Wenn Matthew Barney an einem neuen Film arbeitet, beginnt er mit Zeichnungen. Sie sind kaum sechs mal acht Zentimeter groß und erinnern in ihrer anatomischen Genauigkeit an Studien Leonardo da Vincis. Diese Storyboards und Details geben als „Konzeptzeichnungen“ den Rahmen vor, nach dem sich das Produktionsteam vom Maskenbildner bis zum Kameramann richten muss. Mal reicht die Andeutung einer wirr verknoteten Tanzbewegung, mal wird von Barney noch der Faltenwurf einer Halskrause minutiös aufgemalt, als wäre es die Deckenkonstruktion einer Kathedrale.

Nichts bleibt dem Zufall überlassen. In seiner Kontrollwut ist Barney deshalb der akribischen Regie eines George Lucas näher als dem Aktionismus der Performance-Kunst, mit der er so oft in Verbindung gebracht wird. Auch auf diesem Feld war er allerdings sehr konsequent – immerhin sind seine Videos aus den frühen 90er Jahren mit S/M-Spielwiesen und Fitness-Übungen verglichen worden, als postmodernes Mysterien-Theater. Barney schmierte sich Vaseline in alle Körperöffnungen und kletterte nackt an den Wänden umher, nur um am Ende der Strapazen ein Blatt Papier wahllos mit Strichen gespickt zu haben. Zugleich wird in den Exerzitien schon einiges von dem sichtbar, was Barney mit dem Begriff „Drawing Restraint“ meint, um den seit damals seine Arbeit kreist: Kunst entsteht, indem man die eigenen, freischweifenden sexuellen Energien diszipliniert.
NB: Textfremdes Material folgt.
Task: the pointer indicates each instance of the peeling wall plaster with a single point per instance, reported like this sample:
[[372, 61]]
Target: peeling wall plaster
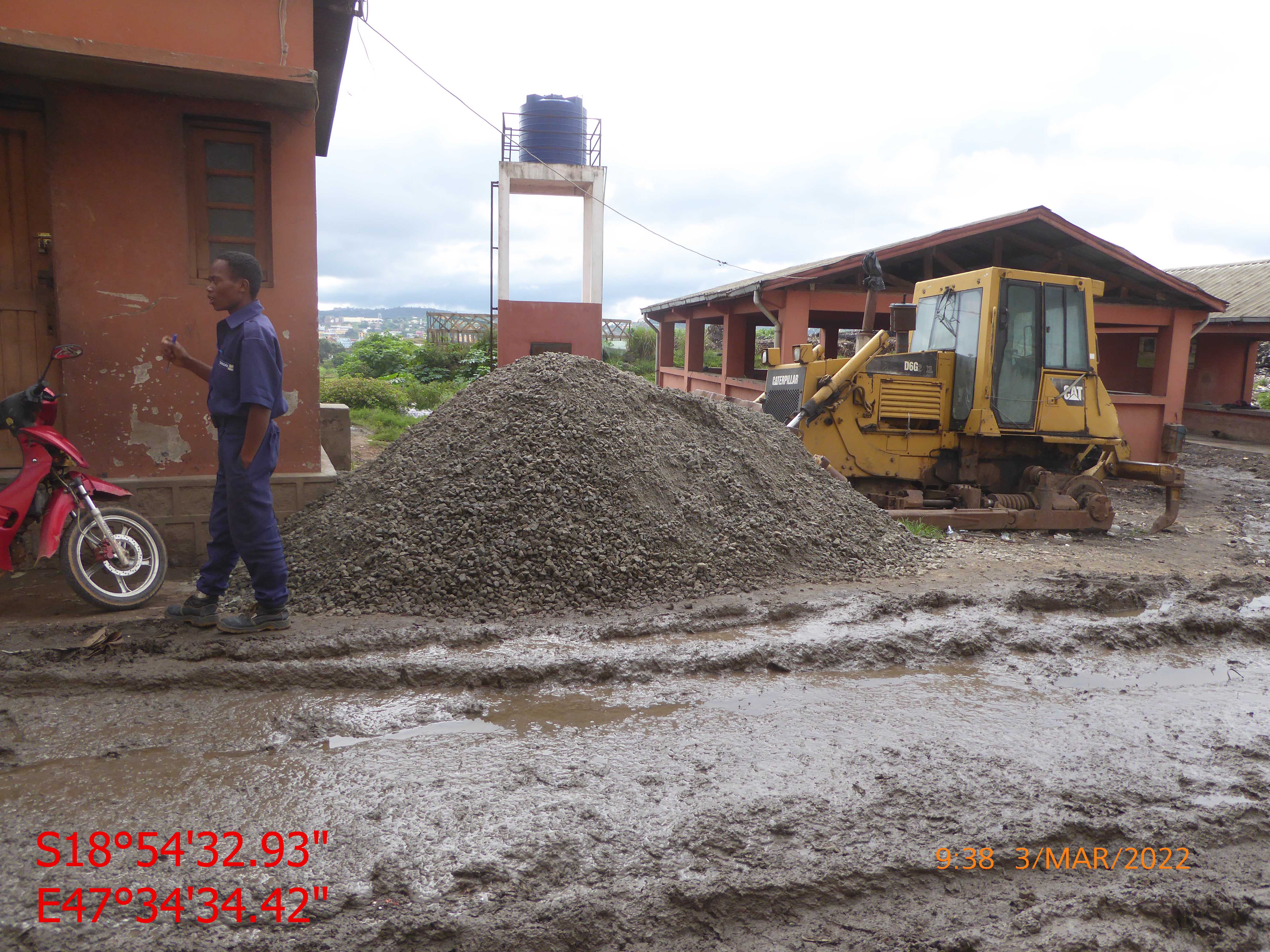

Auch für „Drawing Restraint 9“ gab es zunächst ein Konvolut an Zeichnungen. Sie wurden vor zwei Monaten zum amerikanischen Kinostart des gleichnamigen Films in der Barbara Gladstone Gallery gezeigt, mit der Barney in New York zusammenarbeitet. Dort hingen die kleinformatigen Blätter in einem abgeteilten Kabinett, in den restlichen Galerieräumen dominierten überdimensionale Skulpturen: Abgüsse in Epoxydharz und klinisch weißem Prothesenplastik. Alle Objekte sind den Requisiten des Films nachempfunden, von Tauchausrüstungen oder Knochenformationen bis zur komplett abgegossenen Kabineneinrichtung des japanischen Walfangschiffs „Nisshin Maru“. Während die Installation rätselhafte Staffage war – ein bisschen nach Art der weichen Pop-Art-Monstrositäten von Claes Oldenburg –, konnte man auf den Zeichnungen sehr explizite Handlungen sehen. Etwa wie sich zwei menschliche Körper beim Sex umeinander winden; oder ein Mischwesen aus Mann und Wal, dessen gigantischer Penis in eine Frau eindringt.
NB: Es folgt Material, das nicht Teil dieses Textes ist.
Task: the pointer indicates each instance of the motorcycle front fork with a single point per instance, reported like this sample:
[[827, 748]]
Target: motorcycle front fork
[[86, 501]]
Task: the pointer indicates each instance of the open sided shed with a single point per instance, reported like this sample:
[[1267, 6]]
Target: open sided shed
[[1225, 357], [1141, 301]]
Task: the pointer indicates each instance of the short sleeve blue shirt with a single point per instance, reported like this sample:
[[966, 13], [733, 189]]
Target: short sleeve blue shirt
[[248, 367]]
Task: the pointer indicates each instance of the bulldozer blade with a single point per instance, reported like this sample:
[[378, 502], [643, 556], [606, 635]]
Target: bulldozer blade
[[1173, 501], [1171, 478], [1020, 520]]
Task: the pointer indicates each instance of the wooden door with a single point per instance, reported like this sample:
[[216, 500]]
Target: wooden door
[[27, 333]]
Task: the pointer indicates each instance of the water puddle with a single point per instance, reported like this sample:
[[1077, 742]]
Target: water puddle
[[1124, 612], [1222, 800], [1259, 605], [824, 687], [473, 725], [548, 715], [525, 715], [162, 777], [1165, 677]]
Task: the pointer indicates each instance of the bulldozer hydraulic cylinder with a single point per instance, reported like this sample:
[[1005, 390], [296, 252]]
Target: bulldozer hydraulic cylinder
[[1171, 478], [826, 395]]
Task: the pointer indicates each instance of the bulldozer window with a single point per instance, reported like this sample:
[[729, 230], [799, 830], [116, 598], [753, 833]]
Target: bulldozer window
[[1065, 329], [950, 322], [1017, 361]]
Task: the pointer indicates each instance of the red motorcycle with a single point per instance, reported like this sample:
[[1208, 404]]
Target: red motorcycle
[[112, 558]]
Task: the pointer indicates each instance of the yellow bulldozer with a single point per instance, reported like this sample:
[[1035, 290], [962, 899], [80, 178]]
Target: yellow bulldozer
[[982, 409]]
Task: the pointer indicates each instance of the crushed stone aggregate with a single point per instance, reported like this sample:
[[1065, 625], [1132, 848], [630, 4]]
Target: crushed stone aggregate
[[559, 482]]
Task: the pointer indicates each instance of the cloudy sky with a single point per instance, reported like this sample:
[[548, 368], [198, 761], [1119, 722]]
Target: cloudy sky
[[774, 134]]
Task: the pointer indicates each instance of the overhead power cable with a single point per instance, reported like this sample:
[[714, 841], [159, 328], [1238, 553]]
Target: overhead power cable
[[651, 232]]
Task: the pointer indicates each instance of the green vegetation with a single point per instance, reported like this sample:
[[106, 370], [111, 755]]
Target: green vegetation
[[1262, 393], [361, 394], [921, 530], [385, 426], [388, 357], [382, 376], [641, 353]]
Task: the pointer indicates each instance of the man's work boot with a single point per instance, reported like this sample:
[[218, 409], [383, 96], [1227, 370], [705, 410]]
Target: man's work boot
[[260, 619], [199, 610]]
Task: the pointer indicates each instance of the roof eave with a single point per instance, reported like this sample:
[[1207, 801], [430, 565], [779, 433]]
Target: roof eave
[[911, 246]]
Auf diese Szene hat Barney verzichtet. Jugendfrei ist „Drawing Restraint 9“ trotzdem nicht, schon wegen der brutal langen Einstellungen, in denen sich ein Paar, gespielt von Barney selbst und seiner Lebenspartnerin Björk, gegenseitig zerstückelt. Beim Publikum dürften sich diese Sequenzen so schockhaft einprägen wie die Albtraumbilder David Cronenbergs. Barney kennt sich mit der Ikonografie des Horrorfilms aus, auch wenn der Film sonst nicht allzu sehr auf Suspense setzt, sondern eher kryptischen Versuchsanordnungen folgt: Wie hängen japanische Walfangtradition und Shinto-Religion, künstlerische Kreativität und soziale Plastik zusammen? Was am Ende nicht minder irritierend wirkt.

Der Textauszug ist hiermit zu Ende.